また乾眠状態になるためにかかる時間は、クマムシの種類によって異なります。
陸上にいるクマムシには、わずか30分程度で乾眠状態になることができるものがいます。
しかし水中にいるクマムシの中には、なんと丸2日かけてゆっくりと乾眠状態になるものもいるのです。
また乾眠状態のクマムシに水を与えると、再び蘇生し活動を再開することができます。
クマムシの寿命は?
そんなタフなクマムシとは言えど、やっぱり生き物である以上は「寿命」はあるはずですよね。
実はクマムシの寿命は、わずか3か月程度なのです。
乾眠状態のクマムシは保存状態さえよければ理論上は半永久的に生存可能だという見解もあるようですが、それはさすがにどうなのでしょうか。

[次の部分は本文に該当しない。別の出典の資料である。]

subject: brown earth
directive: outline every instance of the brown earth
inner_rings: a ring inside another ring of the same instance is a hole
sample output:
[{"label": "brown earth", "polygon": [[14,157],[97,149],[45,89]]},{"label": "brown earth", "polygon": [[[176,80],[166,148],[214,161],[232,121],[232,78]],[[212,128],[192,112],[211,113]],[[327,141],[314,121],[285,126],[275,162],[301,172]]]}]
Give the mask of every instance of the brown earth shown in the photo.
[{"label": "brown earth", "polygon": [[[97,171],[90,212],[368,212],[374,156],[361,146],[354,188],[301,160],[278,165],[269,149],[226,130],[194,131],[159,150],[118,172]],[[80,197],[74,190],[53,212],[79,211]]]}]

仮死状態を生きているという事にも多少疑問ですが、死なないのですからやはりタフと言わざるを得ません。
クマムシは死なない?
前述の通り、クマムシは非常にタフです。
しかし「不死身」というわけではありません。
クマムシは活動状態のままであれば、普通に数か月で死にます。
また、ひっくり返ってしまうと自分で起き上がる事すらできない体ですので、そのまま放置すればいずれ餓死します。
その他、物理的ダメージにはめっぽう弱いようで、潰されると簡単に死んでしまいます。
最強とはいっても、通常の活動状態のクマムシであれば簡単に死んでしまう、という事ですね。
まとめ
クマムシは緩歩動物という分類をされている独特の生物で、虫ではないと言えます。
またクマムシが最強と言われるのは、乾眠状態になると、防御機能が働くからです。
その状態のクマムシは劣悪な環境にも耐えうる体に変化し、再び蘇生することも可能なのです。
しかし物理的にダメージを受けると簡単に死んでしまいますので、決して最強であるとも言えないと思います。
探せばその変にいるクマムシ。
身近に、こんなすごい生物がいたなんて驚きですよね。